Ansible Tips for Variant Store Playbook - GenomicsDB/GenomicsSampleAPIs GitHub Wiki

Useful tips before you begin

  1. If your environment uses proxy to access the internet, then the playbook assumes that you have setup the http_proxy and https_proxy environment variables correctly before running the playbook.

  2. Passing Variables On The Command Line is a useful read to learn how to pass variables when running ansible-playbook

  3. If you are not running as root, please prefix the ansible-playbook commands in the sections below with sudo -E

  4. If you need to setup ssh_proxy, you will have to use the user_libs as well to add any packages that your ProxyCommand may use. An example extra-vars is shown below:

    --extra-vars '{"user_libs":["nmap"], "ssh_proxy": "ProxyCommand ncat --proxy-type socks4 --proxy <socks-proxy-url> %h %p"}'
    

Running the Ansible Playbook

Pre-requisites

  1. If ansible is not installed already, run:

    pip install ansible==1.9.4
    
  2. Access ansible related files in GenomicsSampleAPIs/infrastructure and run ansible-galaxy command to setup ansible-role-build-essential and ansible-role-repo-epel:

    git clone [email protected]:Intel-HLS/GenomicsSampleAPIs.git
    cd GenomicsSampleAPIs/infrastructure
    ansible-galaxy install -p ./ansible/roles -r ansible_requirements.txt
    

Running the Genomics DB Ansible Playbook

Install Genomics DB Infrastructure describes the details about the playbook, and all the variables that are used below. The steps below is a practical usage guide.

  1. In the ansible directory, run the playbook.

    cd ansible
    ansible-playbook -i 'default,' genomicsdb.yml --connection=local
    

Running the Genomics DB web server Ansible Playbook

Install Genomics DB web server describes the details about the playbook, and all the variables that are used below. The steps below is a practical usage guide on setting up a web server with existing data set.

Files required to run webserver

The web-server requires the following files:

  1. PostgreSQL dump of the Meta DB that corresponds to the Genomics DB that you want to instantiate. (extra-vars metadb_file). You can get a dump of the PostgreSQL DB using:

    pg_dump --no-owner --data-only db_name | gzip > db_name.db.gz
    
  2. CallSet mapping file for GenomicsDB (extra-vars callset_mapping_file)

    1. Note that this files has paths to the csv or vcf files. It is necessary that the paths are available on the host where the webserver is being setup.
  3. Vid mapping file for GenomicsDB (extra-vars vid_mapping_file)

Running the Genomics DB web server Ansible Playbook

It is not necessary to run the genomicsdb playbook as a pre-requisite if you plan to run the genomicsdb-webserver. By default, the genomicsdb-webserver will force override repos from the genomicsdb playbook.

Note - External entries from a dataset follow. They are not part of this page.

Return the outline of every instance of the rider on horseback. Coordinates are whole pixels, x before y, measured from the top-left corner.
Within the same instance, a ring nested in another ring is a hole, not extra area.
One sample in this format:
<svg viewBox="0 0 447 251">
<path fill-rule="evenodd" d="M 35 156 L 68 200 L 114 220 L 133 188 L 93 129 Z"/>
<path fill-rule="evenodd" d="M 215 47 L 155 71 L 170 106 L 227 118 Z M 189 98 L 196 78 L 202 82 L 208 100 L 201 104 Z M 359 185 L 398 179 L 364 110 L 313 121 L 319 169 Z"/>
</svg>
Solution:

  1. Run steps under pre-requisites.

  2. In the ansible directory, run the playbook.

    cd ansible
    ansible-playbook -i 'default,' --extra-vars '{"meta_db_name" : "<name for metadb>", "array_name" : "<Name of TileDB array>", "webserver_port" : "<port number to run the webserver>", "import_path" : "<path to folder with exported files>", "metadb_file" : "<pg_dump db_name.db.gz>", "callset_mapping_file" : "<file.callset_mapping>", "vid_mapping_file" : "<file.vid_mapping>"}' genomicsdb-webserver.yml --connection=local
    

Note: The genomicsdb-webserver playbook can be run multiple time with different datasets in order to setup multiple instances of the web server. But make sure that the overridden variables' (--extra-vars) values are non-overlapping, and if they are then the consequences are unknown.

Common issues that users run into

  1. If you make a mistake in your ssh_proxy then the /home/${owner_user}/.ssh/config file is no longer valid. You will have to sudo as the ${owner_user} and remove the incorrect lines
  2. If webserver playbook was used to setup and variants are not being returned, then tiledb loading settings may need to be altered. Read more in this table about delete_and_create_tiledb_array and size_per_column_partition.
  3. If webserver playbook was used and no array_name is given, test data is used by default.